Voi che vivete sicuri nelle vostre tiepide case, voi che trovate tornando a sera il cibo caldo e visi amici: Considerate se questo è un uomo che lavora nel fango che non conosce pace che lotta per mezzo pane che muore per un si o per un no. Considerate se questa è una donna, senza capelli e senza nome senza più forza di ricordare vuoti gli occhi e freddo il grembo come una rana d'inverno.

Edith Birkin nasce in Repubblica Ceca nel 1927. Fu deportata nel ghetto di Łódź, in Polonia, nel 1941, insieme alla sua famiglia. Purtroppo i suoi genitori morirono dopo breve tempo. Tre anni dopo, nel 1944, fu deportata nel campo di concentramento di Auschwitz, dove lavorò in una fabbrica di munizioni. Nel gennaio 1945 sopravvisse ad una “marcia della morte” in mezzo alla neve verso il campo di Flossenburg, in Germania, e nel marzo dello stesso anno venne trasportata su un carro da bestiame a Bergen Belsen, dove poi fu liberata. Negli anni Settanta comincia a studiare pittura e trova lavoro come insegnante. Inizia così a realizzare una lunga serie di opere, incentrate sulle memorie dell’Olocausto. I suoi dipinti raffigurano infatti le scene più tristi e terribili che lei stessa aveva vissuto. La marcia della morte, le persone come lei chiuse dentro ad un campo di concentramento, gli addii alle persone care, le torture. Opere che ripercorrono luoghi e situazioni che l’artista ha vissuto in prima persona e che sono testimonianze pittoriche di una sopravvissuta.

Nata a Daruvar, in Jugoslavia, nel 1920, Fischer si diplomò a soli 19 anni all’Accademia di Belle Arti di Lione. Rientrata a Belgrado, fu costretta a fuggire dopo il bombardamento di Belgrado del 1941 da parte dei tedeschi, senza dichiarazione di guerra, e la deportazione per mano nazista del padre Leopold, rabbino ed eccelso talmudista e di altri 33 familiari. Assieme alla madre e al fratello più piccolo venne catturata dai fascisti e rinchiusa nel campo Vallegrande nell’isola di Curzola.
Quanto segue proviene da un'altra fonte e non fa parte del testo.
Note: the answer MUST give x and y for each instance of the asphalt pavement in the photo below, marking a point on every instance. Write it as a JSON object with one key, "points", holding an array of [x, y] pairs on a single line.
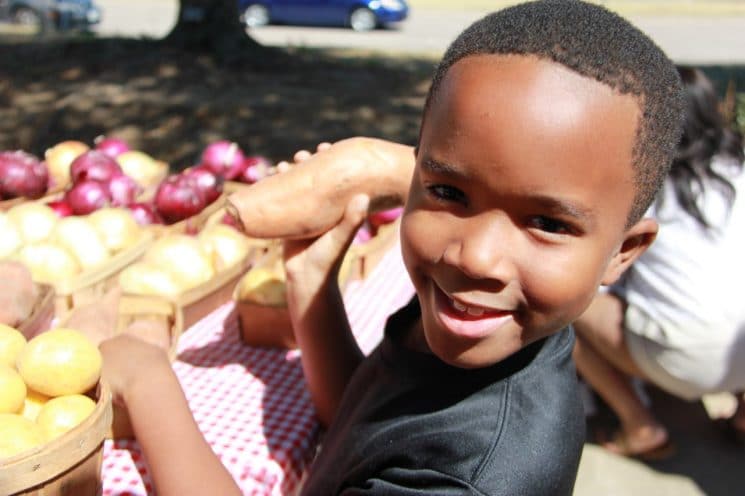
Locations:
{"points": [[690, 31]]}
Da qui riuscì a ottenere un permesso per portare la madre malata a Bologna ma, giunta a destinazione, riuscì a fuggire e a unirsi alla Resistenza. A guerra finita scelse Roma quale città d’adozione e si unì al gruppo di artisti di via Margutta. La sua fu comunque una vita segnata da brevi migrazioni, ovunque il suo estro la chiamò ad agire: Parigi, Madrid, Gerusalemme, Londra. Accogliendo un suggerimento del suo amico Chagall, fu proprio Fischer a realizzare le vetrate per il Museo ebraico di Roma. Nell’occasione realizzò anche una litografia, intitolata Talled, in memoria del padre trucidato dalle SS.